MY DESPERATION / YOUR DESPERATION
These are sibling songs about two people or two things that don’t fit together, but somehow always end up interacting with each other in a self-harming way. Some things in my life I just can’t let go of. Without them, all days feel the same; with them, I hurt myself. So in the end I regret any decision.
I wrote the song last year the day one of my younger brothers graduated. I am so proud of him and I feel like over the last six years he’s done all the right things, while I’ve made a series of bad decisions. In the lyrics I tell my brothers that I will mark all the holes and hills that I have stepped in and tripped on with a red mark, so they can avoid making those same mistakes.
MY FATHER TAUGHT ME HOW TO CRY
In this song I am walking in a forest on a dark evening, not sure if I’m dreaming. I’m walking home, but it’s getting late and snow is covering the path. I see there are shadows following me—I start to run, but I fall down on my knees, hearing the voice of my father. I cry out: “Will my voice be silenced before I have said everything I wanted to say?”

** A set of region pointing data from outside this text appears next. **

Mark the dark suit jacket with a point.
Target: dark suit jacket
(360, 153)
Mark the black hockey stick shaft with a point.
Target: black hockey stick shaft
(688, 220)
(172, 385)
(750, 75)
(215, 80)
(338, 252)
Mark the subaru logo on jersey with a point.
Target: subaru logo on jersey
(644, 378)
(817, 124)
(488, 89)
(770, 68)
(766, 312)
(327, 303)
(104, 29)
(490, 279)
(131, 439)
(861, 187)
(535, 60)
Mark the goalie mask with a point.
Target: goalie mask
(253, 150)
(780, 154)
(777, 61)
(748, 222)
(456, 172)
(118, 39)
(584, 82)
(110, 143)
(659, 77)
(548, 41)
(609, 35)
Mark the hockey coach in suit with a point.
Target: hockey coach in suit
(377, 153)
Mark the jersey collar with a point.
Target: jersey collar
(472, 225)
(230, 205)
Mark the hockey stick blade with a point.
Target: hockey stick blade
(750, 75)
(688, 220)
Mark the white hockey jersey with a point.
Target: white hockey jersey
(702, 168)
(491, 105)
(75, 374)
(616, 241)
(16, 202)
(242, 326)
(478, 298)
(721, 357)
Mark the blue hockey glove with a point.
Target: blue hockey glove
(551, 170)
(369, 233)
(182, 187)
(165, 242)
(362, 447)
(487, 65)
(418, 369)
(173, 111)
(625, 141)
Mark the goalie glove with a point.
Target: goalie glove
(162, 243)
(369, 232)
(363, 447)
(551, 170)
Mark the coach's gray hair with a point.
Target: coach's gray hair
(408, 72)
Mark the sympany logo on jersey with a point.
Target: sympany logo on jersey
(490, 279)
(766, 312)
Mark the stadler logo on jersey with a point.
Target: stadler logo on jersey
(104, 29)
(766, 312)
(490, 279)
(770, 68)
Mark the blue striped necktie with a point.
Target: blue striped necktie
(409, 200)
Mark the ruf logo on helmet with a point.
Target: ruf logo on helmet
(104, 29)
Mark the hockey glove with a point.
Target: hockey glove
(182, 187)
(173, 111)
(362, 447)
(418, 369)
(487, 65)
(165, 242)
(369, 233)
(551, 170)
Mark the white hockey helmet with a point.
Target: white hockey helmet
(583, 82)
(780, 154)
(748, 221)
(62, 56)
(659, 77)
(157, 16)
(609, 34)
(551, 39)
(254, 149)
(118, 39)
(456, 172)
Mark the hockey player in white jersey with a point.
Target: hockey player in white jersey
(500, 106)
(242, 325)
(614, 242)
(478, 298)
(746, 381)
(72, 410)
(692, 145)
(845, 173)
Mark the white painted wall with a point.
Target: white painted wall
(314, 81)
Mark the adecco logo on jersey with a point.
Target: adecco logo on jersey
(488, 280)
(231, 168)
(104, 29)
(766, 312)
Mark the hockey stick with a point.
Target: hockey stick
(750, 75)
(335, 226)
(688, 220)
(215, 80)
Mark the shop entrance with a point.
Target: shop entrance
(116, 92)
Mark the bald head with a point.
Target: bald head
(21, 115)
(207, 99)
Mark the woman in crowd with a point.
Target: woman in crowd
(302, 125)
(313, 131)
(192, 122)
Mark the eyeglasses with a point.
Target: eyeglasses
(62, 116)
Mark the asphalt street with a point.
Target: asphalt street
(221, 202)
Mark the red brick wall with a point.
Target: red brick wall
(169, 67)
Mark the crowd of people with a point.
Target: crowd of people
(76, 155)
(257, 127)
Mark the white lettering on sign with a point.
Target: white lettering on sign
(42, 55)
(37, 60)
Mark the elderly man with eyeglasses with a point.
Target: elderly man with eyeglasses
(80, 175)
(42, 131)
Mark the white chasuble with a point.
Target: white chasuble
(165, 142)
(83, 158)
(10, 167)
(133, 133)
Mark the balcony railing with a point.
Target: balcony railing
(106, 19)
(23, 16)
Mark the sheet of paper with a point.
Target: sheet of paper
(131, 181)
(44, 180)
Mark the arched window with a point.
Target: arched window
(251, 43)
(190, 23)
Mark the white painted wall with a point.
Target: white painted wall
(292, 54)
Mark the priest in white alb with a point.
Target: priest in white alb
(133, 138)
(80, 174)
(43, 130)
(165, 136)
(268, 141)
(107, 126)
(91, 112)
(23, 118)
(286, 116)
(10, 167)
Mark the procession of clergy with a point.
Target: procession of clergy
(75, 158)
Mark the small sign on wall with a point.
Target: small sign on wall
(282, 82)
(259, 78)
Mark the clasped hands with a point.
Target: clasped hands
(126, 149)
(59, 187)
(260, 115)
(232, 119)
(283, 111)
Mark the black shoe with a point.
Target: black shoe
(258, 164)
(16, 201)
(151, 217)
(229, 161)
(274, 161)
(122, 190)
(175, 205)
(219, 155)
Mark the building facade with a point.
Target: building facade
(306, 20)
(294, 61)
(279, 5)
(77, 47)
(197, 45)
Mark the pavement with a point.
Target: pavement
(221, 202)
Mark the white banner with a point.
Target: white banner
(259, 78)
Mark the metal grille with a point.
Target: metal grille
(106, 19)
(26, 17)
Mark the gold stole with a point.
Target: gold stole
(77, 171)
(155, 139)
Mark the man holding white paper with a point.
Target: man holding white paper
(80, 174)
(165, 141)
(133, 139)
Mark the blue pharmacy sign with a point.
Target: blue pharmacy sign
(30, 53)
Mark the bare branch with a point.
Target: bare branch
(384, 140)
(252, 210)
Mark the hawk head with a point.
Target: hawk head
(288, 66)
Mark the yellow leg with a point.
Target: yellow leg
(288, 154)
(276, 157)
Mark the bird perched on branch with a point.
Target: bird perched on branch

The sibling of ‘CONSTANTLY IN LOVE’ it’s about not being able to fall asleep, but not being able to wake up. The lyrics are partially from an old poem, ‘Sofðu, unga ástin mín,’ about when the bandit Halla sings her child to sleep before she has to drown her. I have a constant fear of not waking up if I fall asleep.
I was sitting at a bar with a guy. He said “I’m a dystopian guy, Sólveig.” I thought it was very beautiful, as I have always seen myself as a utopian girl. This song represents my current lifestyle—I sing and dance in front of people that I have a 24-hour relationship with. Constantly meeting new people is amazing, but it gets lonely.
This one is about the limitations of your own dreams. There was a sentence that really inspired the whole concept: “Now we are happy, and then what?” I have always been a dreamer and I have these crazy surreal dreams. I get sad when I wake up and realise how limiting reality is.
I made the base of this song in my bedroom in Leipzig. I had been upset all day and felt defeated. I decided to lock my sadness away and make music, and ended up with this track on repeat, dancing in my room. I sent it to my friend Dylan (Some Ember); we met up his studio in Berlin and made this song.
The final song, and the most dramatic. The lyrics are partially taken from the first song I ever made solo—’Unexplained Miseries I’—which is about the end of my last relationship. Then I sing a vulnerable poem where I admit my pain and repeat the question: “If I never again lust, will I ever again hurt?” Isn’t it just easier?